Implement mmap: allocate a VMA, add it to the process's table of VMAs, fill in the VMA, and find a hole in the process's address space where you will map the file. You can assume that no file will be bigger than 1GB. The VMA will contain a pointer to a struct file for the file being mapped; you will need to increase the file's reference count so that the structure doesn't disappear when the file is closed (hint: see filedup). You don't have worry about overlapping VMAs. Run mmaptest: the first mmap should succeed, but the first access to the mmaped- memory will fail, because you haven't updated the page fault handler.
Modify the page-fault handler from the lazy-allocation and COW labs to call a VMA function that handles page faults in VMAs. This function allocates a page, reads a 4KB from the mmap-ed file into the page, and maps the page into the address space of the process. To read the page, you can use readi, which allows you to specify an offset from where to read in the file (but you will have to lock/unlock the inode passed to readi). Don't forget to set the permissions correctly on the page. Run mmaptest; you should get to the first munmap.
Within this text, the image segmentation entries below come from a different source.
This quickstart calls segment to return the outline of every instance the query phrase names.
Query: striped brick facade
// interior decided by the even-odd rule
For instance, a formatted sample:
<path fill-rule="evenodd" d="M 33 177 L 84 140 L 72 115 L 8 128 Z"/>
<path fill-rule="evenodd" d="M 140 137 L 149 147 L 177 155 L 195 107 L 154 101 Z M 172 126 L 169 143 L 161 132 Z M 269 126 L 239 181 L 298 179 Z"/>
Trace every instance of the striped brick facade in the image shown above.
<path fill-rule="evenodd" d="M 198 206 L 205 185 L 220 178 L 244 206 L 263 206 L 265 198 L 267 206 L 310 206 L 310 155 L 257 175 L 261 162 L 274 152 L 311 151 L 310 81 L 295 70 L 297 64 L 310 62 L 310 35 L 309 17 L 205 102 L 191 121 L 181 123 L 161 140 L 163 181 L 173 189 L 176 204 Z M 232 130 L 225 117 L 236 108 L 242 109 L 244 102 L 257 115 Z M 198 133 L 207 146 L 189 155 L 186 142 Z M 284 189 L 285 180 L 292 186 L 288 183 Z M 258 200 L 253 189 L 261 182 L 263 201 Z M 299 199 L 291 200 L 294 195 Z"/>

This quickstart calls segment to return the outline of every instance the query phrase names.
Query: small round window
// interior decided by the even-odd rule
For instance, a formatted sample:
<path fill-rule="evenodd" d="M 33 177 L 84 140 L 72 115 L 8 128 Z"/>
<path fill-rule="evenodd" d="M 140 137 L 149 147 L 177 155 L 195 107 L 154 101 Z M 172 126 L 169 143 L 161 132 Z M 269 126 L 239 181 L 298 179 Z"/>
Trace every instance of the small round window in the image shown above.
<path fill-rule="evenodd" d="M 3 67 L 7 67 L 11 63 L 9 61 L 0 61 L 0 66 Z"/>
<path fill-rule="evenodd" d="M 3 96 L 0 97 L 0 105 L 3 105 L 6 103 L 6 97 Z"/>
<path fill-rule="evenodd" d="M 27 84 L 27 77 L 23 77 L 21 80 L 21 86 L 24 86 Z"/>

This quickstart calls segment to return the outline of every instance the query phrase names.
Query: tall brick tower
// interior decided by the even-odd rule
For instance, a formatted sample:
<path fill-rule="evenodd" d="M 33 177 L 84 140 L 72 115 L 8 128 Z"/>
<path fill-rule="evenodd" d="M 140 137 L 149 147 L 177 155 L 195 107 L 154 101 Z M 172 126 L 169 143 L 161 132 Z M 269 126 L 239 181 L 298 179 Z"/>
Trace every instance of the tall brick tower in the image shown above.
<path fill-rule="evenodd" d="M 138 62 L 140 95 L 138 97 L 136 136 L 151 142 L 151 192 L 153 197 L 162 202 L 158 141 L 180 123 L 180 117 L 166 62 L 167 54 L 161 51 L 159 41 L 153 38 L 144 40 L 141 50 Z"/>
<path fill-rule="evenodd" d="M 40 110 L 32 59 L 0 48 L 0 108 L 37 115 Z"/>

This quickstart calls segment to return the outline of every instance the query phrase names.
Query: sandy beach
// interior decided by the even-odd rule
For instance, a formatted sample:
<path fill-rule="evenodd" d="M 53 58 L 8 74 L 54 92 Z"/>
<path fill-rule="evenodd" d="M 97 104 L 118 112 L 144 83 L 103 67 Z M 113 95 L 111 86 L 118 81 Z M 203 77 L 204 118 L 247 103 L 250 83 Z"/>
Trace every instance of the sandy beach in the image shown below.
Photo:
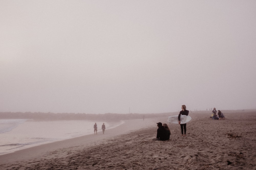
<path fill-rule="evenodd" d="M 168 118 L 125 121 L 118 127 L 0 155 L 1 169 L 255 169 L 256 111 L 190 112 L 187 136 L 167 123 L 169 141 L 153 141 L 156 122 Z"/>

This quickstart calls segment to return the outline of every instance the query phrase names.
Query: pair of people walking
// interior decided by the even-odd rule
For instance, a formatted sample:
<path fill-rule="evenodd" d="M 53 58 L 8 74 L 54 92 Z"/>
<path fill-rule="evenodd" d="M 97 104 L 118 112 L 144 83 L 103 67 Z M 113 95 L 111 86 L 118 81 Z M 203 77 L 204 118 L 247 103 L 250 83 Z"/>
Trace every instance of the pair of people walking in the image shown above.
<path fill-rule="evenodd" d="M 95 133 L 96 133 L 96 134 L 97 134 L 97 131 L 98 131 L 98 125 L 97 125 L 97 124 L 95 123 L 95 124 L 94 124 L 93 125 L 93 128 L 94 129 L 94 135 L 95 135 Z M 103 123 L 103 124 L 101 126 L 101 129 L 102 129 L 102 132 L 103 132 L 103 134 L 104 134 L 104 133 L 105 132 L 105 129 L 106 129 L 106 127 L 105 126 L 105 125 L 104 124 L 104 123 Z"/>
Implement munmap: find the struct vma for the address and unmap the specified pages (hint: use uvmunmap). If munmap removes all pages from a VMA, you will have to free the VMA (don't forget to decrement the reference count of the VMA's struct file); otherwise, you may have to shrink the VMA. You can assume that munmap will not split a VMA into two VMAs; that is, we don't unmap a few pages in the middle of a VMA. If an unmapped page has been modified and the file is mapped MAP_SHARED, you will have to write the page back to the file. RISC-V has a dirty bit (D) in a PTE to record whether a page has ever been written too; add the declaration to kernel/riscv.h and use it. Modify exit to call munmap for the process's open VMAs. Run mmaptest; you should mmaptest, but probably not forktest.
Modify fork to copy VMAs from parent to child. Don't forget to increment reference count for a VMA's struct file. In the page fault handler of the child, it is OK to allocate a new page instead of sharing the page with the parent. The latter would be cooler, but it would require more implementation work. Run mmaptest; make sure you pass both mmaptest and forktest.
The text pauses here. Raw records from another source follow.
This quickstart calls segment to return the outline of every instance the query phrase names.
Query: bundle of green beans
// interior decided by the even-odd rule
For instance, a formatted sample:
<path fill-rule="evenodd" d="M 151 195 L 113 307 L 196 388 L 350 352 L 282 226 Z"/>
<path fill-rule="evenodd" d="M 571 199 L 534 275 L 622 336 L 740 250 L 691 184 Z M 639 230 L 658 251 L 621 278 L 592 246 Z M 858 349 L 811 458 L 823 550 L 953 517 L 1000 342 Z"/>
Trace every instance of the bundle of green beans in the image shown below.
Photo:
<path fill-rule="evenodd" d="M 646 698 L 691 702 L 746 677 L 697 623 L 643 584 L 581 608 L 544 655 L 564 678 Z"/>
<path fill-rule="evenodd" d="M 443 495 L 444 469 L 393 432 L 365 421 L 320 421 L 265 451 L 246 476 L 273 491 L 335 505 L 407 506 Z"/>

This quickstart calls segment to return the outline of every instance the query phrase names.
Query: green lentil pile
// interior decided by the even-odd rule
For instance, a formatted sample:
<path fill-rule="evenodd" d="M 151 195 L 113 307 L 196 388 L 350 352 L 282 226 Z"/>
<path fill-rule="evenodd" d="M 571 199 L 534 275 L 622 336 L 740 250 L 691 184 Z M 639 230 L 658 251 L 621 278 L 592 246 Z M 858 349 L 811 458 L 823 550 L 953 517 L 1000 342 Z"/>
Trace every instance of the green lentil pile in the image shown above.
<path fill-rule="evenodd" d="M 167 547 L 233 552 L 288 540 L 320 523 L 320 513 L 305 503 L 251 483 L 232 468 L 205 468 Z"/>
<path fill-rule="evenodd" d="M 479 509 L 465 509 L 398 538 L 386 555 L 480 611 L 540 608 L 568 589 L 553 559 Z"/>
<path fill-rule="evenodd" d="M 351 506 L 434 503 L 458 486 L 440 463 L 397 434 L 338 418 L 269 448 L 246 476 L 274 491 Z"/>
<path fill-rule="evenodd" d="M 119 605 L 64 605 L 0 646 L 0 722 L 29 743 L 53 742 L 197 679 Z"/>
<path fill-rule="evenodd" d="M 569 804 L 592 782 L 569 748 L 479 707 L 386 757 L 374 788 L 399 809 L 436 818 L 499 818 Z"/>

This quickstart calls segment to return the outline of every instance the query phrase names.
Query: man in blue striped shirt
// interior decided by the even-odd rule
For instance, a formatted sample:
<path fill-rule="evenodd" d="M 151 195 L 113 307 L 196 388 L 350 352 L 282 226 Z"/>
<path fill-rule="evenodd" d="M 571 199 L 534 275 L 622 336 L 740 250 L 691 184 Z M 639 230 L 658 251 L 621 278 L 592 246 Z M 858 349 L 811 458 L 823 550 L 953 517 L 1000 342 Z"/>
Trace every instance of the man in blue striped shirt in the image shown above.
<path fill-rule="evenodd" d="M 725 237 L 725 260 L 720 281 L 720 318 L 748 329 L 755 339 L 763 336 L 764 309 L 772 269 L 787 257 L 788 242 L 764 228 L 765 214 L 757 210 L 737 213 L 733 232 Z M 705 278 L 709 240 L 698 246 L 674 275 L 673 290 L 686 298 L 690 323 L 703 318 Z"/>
Run usertests to make sure you didn't break anything.

Optional challenges:

If two processes have the same file mmap-ed (as in forktest), share their physical pages. You will need reference counts on physical pages.
The solution above allocates a new physical page for each page read from the mmap-ed file, even though the data is also in kernel memory in the buffer cache. Modify your implementation to mmap that memory, instead of allocating a new page. This requires that file blocks be the same size as pages (set BSIZE to 4096). You will need to pin mmap-ed blocks into the buffer cache. You will need worry about reference counts.
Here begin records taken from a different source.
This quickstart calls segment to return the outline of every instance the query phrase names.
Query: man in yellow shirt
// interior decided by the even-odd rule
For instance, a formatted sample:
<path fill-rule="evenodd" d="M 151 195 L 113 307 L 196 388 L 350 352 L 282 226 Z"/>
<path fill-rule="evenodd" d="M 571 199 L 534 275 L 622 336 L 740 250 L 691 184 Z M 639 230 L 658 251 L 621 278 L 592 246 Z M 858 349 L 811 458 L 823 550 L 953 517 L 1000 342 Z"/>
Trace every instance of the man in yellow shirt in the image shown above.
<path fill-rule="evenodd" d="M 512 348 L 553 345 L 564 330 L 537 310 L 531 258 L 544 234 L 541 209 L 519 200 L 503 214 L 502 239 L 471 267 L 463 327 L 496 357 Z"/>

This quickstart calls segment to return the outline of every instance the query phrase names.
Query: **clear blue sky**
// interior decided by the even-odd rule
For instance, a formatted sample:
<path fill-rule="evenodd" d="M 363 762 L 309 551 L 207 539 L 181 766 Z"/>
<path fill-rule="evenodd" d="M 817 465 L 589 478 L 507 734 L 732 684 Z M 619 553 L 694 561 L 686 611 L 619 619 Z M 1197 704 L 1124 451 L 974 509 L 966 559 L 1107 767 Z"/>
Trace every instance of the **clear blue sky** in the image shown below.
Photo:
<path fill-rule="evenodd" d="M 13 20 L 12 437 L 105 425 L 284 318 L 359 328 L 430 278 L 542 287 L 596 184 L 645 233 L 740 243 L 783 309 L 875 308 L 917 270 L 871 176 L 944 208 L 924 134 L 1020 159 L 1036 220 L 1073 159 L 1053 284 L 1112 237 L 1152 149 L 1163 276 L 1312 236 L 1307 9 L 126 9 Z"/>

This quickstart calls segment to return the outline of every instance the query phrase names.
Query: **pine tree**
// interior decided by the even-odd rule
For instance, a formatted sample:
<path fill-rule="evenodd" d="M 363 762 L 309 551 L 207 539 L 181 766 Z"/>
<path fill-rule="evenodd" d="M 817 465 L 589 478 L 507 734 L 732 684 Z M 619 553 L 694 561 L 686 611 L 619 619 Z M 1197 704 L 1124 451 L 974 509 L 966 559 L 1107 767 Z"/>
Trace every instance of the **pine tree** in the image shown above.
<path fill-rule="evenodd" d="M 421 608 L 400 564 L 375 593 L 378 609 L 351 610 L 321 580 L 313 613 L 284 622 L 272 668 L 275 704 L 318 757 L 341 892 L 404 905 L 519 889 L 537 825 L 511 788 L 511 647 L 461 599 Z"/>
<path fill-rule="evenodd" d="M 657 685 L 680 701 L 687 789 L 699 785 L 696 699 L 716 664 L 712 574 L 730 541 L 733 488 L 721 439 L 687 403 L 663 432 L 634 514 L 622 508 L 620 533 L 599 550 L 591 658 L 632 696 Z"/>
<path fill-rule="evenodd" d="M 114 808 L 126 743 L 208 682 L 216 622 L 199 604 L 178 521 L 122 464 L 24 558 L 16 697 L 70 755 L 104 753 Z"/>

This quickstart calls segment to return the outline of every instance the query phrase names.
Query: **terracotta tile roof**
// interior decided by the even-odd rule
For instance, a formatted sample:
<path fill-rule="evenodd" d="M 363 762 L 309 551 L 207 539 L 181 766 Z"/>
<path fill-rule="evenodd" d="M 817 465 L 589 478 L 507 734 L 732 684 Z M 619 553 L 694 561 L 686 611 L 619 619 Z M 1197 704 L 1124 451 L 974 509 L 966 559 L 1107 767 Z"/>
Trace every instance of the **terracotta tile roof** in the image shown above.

Remove redundancy between your implementation for lazy allocation and your implementation of mmapp-ed files. (Hint: create an VMA for the lazy allocation area.)
Modify exec to use a VMA for different sections of the binary so that you get on-demand-paged executables. This will make starting programs faster, because exec will not have to read any data from the file system.
Implement on-demand paging: don't keep a process in memory, but let the kernel move some parts of processes to disk when physical memory is low. Then, page in the paged-out memory when the process references it.